Hiccups are such a petty annoyance, but try having them in the middle of the night. It's impossible to sleep through them!

I'm feeling better right now mostly because Joe was able to eat some dinner. A very exciting dinner: tiny servings of spaghetti with salt, cheese and olive oil. So happy he ate, and that -- for now -- the hiccups are gone!

Joe and I started shifting gears last night. In our busy hilarity all day at the Chemo Lounge, we kinda set aside some information that the oncologist, Dr. Maloney, had given us. Funny how we only really remembered it at bed-time, when it hit us both pretty hard. That's when we were both pretty sad about what's happening to Joe. I know they say this is the cancer to get if you insist on getting it. We had both hoped that the cancer would be isolated, and are still mad and sad that it's there at all.

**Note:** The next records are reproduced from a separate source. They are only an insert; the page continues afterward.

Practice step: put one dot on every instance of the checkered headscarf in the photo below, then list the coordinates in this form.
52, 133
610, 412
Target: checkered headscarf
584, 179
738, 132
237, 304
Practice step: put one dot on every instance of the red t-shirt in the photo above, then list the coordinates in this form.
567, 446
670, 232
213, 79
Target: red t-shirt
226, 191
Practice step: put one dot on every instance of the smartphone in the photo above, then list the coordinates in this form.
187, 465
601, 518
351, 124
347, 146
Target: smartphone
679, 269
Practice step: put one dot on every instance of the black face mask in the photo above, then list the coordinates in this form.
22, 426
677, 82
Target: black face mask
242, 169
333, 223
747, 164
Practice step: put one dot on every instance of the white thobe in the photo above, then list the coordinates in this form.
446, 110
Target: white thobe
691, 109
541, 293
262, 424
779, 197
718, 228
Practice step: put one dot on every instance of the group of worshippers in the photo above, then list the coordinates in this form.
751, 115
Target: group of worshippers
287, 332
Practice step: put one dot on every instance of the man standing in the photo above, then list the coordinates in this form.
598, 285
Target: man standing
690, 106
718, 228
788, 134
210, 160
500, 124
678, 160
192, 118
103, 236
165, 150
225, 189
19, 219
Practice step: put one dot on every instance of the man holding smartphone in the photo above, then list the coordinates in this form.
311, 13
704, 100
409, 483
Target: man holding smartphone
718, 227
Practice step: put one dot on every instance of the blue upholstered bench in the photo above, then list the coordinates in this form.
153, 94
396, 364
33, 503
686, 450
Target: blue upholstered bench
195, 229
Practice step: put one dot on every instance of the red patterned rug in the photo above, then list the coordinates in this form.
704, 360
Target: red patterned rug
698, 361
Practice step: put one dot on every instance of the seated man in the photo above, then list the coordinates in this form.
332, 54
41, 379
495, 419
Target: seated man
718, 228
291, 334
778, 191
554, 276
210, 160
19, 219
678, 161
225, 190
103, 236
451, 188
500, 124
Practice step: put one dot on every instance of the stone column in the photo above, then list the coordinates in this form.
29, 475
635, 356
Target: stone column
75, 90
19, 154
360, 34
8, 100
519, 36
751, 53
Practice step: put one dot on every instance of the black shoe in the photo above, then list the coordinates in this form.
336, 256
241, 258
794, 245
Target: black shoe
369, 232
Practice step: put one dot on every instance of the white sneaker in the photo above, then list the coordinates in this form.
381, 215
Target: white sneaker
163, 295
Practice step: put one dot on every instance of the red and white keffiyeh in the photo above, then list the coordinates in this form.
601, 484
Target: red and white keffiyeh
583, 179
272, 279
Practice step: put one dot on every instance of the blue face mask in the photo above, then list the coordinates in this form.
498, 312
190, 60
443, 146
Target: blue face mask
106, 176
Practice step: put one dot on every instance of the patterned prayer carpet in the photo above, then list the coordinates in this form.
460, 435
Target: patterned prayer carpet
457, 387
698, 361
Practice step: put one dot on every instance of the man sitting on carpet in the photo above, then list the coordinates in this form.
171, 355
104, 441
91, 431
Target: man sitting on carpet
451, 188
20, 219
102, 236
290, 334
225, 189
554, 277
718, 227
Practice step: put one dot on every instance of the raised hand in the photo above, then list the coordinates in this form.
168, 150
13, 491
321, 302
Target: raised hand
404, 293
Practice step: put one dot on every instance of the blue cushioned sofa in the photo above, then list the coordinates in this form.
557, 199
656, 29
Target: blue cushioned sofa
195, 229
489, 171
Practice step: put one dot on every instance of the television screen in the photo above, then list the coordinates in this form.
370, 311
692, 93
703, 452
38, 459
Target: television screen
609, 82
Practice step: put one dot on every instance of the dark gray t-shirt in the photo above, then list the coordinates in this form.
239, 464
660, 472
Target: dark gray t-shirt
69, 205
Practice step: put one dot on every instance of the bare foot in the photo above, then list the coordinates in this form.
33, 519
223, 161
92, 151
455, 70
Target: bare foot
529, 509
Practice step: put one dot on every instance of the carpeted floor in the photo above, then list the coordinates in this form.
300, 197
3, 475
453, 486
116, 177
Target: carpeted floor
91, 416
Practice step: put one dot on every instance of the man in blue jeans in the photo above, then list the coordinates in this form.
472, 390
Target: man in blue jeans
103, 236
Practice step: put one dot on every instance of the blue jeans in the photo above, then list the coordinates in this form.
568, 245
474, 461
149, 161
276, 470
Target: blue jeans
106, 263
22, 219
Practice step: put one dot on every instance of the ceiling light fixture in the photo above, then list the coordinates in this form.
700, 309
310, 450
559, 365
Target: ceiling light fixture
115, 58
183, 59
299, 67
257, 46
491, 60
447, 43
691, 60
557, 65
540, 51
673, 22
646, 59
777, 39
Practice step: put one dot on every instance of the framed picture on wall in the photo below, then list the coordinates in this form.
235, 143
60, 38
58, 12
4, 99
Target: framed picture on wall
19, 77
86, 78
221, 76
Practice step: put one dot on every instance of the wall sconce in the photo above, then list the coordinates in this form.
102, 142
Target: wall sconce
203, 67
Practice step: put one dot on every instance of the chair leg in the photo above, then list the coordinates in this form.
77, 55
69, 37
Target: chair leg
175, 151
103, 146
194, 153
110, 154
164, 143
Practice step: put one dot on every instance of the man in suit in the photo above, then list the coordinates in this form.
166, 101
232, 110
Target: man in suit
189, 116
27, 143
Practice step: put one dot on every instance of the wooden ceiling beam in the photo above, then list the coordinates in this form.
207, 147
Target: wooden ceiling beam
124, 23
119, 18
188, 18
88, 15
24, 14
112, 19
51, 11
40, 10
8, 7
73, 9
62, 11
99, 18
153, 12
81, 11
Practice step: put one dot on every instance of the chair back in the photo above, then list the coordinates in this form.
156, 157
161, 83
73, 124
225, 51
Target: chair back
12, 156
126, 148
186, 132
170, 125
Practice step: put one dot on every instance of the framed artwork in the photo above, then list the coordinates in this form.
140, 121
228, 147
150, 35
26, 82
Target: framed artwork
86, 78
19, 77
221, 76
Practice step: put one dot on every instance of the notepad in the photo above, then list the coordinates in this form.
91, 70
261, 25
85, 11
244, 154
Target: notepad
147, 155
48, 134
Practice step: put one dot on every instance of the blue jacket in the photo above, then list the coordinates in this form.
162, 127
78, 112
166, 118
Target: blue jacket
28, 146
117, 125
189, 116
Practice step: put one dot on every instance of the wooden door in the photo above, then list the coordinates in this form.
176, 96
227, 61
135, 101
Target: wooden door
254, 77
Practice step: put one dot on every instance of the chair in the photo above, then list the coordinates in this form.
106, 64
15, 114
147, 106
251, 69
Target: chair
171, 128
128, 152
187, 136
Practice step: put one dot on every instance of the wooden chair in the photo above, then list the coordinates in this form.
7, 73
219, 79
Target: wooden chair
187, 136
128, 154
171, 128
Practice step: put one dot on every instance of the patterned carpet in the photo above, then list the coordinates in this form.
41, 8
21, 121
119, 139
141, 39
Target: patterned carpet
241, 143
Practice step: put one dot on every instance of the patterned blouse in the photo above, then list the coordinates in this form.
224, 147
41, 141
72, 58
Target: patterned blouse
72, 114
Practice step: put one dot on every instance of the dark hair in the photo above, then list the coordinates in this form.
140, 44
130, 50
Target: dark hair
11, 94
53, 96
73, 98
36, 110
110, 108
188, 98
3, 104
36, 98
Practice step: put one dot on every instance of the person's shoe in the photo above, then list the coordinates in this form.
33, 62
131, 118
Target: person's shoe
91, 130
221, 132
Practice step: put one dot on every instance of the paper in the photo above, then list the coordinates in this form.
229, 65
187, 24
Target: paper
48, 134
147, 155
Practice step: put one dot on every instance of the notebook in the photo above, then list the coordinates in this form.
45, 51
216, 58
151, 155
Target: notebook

As a result of the PET-scan, that disgusting test where they injected Joe with radioactive glucose on Monday, we now know that Joe's lymphoma is a Stage 3 -- in other words, it is found on both sides of his diaphragm. I took notes, and what I remember is that they saw active uptake (i.e., hungry bad cancer cells eating up the radioactive sugar) in the area of his right tonsil, right mandible, right armpit, middle of his back, left lung, left pelvis. Damn it. Even though Dr. Maloney has been telling us for a week that the Staging doesn't change the course of treatment, we are still sad about this. We would prefer just the one Potato, being sorta monogamous about our tumors. Instead we're poly-tumorous. And actually that may be going too far: Dr. Maloney didn't say anything about tumors, just active uptake...

As of yesterday the bone-marrow biopsy results were not conclusive, but the interim news on that was that so far it was negative - meaning not in the bone marrow. That's good. Reminder that finding evidence of lymphoma in the bone marrow pushes Joe to Stage 4. We really don't want this. Again, it wouldn't change the treatment, but still...

Joe is feeling pretty shitty today, tired and off his food. Yesterday was a really, really big day, so it's no wonder his body is shocked with everything he was put through. The psychological impact of it is also not small.

So yesterday we were silly funny clowns of chemo, but today I think we're both sad. I would give anything for Joe not to have to go through this. It's still just so hard to believe, so hard to accept. But we're also trying to go one day at a time and stay as happy and in love with each other and life as possible.